President Donald Trump’s coronavirus strategy relies heavily rapid rollout of a vaccine
The first vaccine, from drugmaker Pfizer, is expected to receive endorsement by a panel of Food and Drug Administration advisers as soon as this week, with delivery of 100 million doses – enough for 50 million Americans – expected in coming months.
With outgoing President Donald Trump’s coronavirus strategy relying heavily on a vaccine, the chief adviser of his administration’s Operation Warp Speed program said that 20 million people could be vaccinated by the end of 2020, and that by the middle of 2021 most Americans will have access to highly effective vaccines.
The U.S. Transportation Department said it has made preparations to enable the ‘immediate mass shipment’ of COVID-19 vaccines and completed all necessary regulatory measures.
First in line for vaccinations could be about 21 million healthcare workers and 3 million residents in long-term care facilities, the U.S. Centers for Disease Control and Prevention (CDC) has said.
The Trump administration insists that between the Pfizer vaccine, the vaccine from Moderna and others in the pipeline, the U.S. will be able to accommodate any American who wants to be vaccinated by the end of the second quarter of 2021.
The FDA’s panel of outside vaccine experts is to meet Thursday to conduct a final review of the Pfizer drug, and it will meet later this month on the Moderna vaccine
The FDA’s panel of outside vaccine experts is to meet Thursday to conduct a final review of the Pfizer drug, and it will meet later this month on the Moderna vaccine.
FDA decisions on the two drugs are expected within days of each meeting. Both have been determined to be 95 percent effective against the virus that causes COVID-19.
Plans call for distributing and then administering about 40 million doses of the two companies´ vaccines by the end of the year – with the first doses shipping within hours of FDA clearance.
Each of the vaccines has unique logistical challenges related to distribution and administration. The Pfizer vaccine must be transported at super-cooled temperatures, and comes in batches of 975 doses.

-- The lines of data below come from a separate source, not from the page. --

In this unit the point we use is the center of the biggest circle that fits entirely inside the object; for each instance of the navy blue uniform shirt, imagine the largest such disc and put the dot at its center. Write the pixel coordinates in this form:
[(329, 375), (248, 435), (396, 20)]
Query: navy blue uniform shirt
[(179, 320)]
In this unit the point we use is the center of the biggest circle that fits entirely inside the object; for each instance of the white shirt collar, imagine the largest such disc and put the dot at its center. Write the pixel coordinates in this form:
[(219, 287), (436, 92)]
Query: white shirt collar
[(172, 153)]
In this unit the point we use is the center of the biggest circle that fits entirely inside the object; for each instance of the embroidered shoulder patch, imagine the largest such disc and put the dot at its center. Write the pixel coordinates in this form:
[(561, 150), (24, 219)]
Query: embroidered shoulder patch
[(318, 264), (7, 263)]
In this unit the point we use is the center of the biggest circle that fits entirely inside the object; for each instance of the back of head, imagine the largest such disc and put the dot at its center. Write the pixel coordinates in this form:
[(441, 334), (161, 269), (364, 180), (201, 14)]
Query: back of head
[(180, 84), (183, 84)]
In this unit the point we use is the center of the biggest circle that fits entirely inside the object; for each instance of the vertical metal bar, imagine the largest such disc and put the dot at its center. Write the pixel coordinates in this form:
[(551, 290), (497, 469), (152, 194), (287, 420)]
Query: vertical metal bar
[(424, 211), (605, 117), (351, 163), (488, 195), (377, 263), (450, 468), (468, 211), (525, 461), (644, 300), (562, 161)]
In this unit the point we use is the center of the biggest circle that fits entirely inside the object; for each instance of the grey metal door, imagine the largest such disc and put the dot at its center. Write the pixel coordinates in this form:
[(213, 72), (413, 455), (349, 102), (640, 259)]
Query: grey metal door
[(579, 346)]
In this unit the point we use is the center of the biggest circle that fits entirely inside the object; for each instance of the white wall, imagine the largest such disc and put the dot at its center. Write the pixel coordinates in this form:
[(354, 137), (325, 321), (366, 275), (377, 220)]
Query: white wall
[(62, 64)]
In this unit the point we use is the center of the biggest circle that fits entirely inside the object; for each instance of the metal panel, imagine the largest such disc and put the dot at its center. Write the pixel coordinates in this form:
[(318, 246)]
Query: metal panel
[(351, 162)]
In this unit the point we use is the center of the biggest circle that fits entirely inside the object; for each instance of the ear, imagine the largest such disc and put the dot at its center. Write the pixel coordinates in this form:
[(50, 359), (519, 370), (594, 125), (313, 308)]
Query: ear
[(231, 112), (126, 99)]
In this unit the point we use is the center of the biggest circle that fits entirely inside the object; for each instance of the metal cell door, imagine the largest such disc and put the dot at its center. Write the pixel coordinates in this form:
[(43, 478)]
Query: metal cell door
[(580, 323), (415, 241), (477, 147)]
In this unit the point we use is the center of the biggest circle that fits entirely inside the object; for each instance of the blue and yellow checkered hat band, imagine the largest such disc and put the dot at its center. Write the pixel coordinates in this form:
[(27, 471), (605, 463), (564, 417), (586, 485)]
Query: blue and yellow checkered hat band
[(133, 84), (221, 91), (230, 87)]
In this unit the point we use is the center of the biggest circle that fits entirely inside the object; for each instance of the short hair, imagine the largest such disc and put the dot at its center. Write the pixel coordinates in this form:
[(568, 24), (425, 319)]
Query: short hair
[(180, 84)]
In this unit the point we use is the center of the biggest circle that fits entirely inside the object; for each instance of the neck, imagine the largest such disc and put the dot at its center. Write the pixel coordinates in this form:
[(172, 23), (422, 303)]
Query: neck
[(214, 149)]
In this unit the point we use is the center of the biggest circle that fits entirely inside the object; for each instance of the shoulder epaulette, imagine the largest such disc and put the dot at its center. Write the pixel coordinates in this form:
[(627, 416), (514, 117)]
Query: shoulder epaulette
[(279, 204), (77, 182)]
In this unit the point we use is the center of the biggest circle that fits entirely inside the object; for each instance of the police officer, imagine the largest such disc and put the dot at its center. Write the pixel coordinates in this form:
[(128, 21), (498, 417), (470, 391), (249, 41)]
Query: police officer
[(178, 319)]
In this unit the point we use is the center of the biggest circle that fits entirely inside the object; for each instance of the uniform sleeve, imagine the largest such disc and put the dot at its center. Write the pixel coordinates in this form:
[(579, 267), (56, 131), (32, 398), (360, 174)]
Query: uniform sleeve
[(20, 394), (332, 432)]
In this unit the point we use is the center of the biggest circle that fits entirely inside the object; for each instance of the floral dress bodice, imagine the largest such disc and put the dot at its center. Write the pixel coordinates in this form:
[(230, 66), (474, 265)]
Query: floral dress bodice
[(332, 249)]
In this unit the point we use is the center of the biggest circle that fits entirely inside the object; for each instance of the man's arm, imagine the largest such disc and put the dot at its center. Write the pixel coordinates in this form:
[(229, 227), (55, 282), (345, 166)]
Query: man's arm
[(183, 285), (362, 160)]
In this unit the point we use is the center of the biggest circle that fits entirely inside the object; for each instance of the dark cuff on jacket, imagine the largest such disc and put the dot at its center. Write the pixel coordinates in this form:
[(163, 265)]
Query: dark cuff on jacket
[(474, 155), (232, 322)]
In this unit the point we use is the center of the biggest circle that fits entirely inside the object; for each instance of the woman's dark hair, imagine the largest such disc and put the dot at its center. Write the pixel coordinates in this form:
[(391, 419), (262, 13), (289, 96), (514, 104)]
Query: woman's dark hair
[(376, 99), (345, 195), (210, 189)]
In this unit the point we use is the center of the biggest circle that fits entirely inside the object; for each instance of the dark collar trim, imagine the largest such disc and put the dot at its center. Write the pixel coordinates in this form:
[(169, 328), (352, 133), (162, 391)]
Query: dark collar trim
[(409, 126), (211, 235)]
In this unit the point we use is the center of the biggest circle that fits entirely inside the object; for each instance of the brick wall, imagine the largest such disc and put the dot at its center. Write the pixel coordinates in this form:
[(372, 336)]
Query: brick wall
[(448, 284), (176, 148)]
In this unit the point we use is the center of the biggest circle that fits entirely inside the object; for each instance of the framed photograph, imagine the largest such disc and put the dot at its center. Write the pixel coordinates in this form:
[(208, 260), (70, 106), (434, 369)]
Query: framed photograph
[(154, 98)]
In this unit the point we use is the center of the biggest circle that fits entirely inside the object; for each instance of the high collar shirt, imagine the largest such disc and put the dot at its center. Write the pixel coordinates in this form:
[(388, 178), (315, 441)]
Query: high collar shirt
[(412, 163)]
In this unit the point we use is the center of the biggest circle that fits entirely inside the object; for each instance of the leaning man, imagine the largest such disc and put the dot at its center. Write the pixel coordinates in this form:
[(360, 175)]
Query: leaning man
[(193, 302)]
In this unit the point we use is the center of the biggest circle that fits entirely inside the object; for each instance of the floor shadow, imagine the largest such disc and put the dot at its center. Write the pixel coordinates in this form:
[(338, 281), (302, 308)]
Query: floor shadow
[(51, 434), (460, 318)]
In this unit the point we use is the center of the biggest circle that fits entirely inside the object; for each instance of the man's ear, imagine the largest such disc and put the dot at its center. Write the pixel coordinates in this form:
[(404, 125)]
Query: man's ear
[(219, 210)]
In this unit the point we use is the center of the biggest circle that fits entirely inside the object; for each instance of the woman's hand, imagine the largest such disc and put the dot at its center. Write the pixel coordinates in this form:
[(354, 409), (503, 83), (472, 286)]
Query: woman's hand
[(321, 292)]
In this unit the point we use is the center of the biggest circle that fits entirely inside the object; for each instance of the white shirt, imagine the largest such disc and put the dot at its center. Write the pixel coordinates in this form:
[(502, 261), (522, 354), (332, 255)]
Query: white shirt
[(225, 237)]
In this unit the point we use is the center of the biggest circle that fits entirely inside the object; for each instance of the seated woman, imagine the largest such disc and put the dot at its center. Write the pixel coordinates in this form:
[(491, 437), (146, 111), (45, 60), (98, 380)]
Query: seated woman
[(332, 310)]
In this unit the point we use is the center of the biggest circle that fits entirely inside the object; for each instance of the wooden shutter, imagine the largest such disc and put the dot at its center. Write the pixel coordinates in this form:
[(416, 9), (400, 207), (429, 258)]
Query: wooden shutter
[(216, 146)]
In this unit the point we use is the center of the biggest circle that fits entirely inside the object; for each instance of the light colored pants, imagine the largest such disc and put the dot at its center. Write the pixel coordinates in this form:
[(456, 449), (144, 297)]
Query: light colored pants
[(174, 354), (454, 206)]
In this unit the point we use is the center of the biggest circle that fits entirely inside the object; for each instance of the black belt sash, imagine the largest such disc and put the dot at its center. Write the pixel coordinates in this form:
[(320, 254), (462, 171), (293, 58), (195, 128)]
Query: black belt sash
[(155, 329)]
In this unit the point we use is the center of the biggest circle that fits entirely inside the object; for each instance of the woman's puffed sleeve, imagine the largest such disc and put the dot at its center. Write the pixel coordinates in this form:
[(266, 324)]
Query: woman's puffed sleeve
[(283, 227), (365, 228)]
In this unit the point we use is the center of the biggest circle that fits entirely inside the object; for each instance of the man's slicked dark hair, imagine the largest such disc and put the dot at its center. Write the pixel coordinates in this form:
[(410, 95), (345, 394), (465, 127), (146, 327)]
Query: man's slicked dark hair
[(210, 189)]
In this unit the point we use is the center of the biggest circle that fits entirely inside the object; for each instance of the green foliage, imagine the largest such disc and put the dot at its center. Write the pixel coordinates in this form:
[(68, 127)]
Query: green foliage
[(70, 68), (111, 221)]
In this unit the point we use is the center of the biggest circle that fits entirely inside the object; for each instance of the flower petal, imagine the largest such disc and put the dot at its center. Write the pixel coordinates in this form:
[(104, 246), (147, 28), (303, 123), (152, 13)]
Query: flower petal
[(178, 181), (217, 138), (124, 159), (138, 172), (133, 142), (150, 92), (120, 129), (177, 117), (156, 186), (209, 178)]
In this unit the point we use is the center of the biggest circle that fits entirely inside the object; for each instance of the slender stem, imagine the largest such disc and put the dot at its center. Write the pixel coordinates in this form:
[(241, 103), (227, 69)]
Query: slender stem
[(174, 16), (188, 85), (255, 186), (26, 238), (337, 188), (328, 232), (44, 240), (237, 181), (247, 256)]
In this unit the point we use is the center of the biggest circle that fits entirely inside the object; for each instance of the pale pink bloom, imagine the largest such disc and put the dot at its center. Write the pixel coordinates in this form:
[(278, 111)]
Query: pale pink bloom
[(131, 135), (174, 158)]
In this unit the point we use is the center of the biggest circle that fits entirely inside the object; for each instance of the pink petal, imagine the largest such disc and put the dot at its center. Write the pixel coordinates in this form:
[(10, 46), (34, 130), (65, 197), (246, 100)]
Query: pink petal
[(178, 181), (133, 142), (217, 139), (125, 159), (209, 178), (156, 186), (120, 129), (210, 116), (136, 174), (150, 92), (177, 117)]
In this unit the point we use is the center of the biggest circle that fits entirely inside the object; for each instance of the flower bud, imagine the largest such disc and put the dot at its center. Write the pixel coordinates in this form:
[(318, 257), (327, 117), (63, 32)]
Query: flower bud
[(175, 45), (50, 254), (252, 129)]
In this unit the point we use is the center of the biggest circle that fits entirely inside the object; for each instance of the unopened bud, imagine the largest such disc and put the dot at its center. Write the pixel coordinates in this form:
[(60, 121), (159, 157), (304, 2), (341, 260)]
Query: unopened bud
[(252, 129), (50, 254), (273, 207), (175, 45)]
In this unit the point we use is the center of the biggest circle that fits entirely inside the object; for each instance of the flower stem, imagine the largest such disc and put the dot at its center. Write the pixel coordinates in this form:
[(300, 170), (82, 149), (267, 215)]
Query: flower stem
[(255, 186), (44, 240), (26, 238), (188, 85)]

Each vial contains five doses, requiring careful planning. The administration has prepared detailed videos for providers on how to safely prepare and administer doses, to be posted after the FDA issues its emergency use authorization.
Pharmacy chains CVS and Walgreens plan a ‘mobile vaccination service’ ready to vaccinate people in every nursing home and long-term care facility in the country.
The roughly 3 million residents of those facilities are among the most vulnerable for COVID-19 and have been placed at the front of the line to access the vaccine, along with more than 20 million healthcare workers.
So far 80 to 85 percent of the facilities have signed on to the service, the officials said.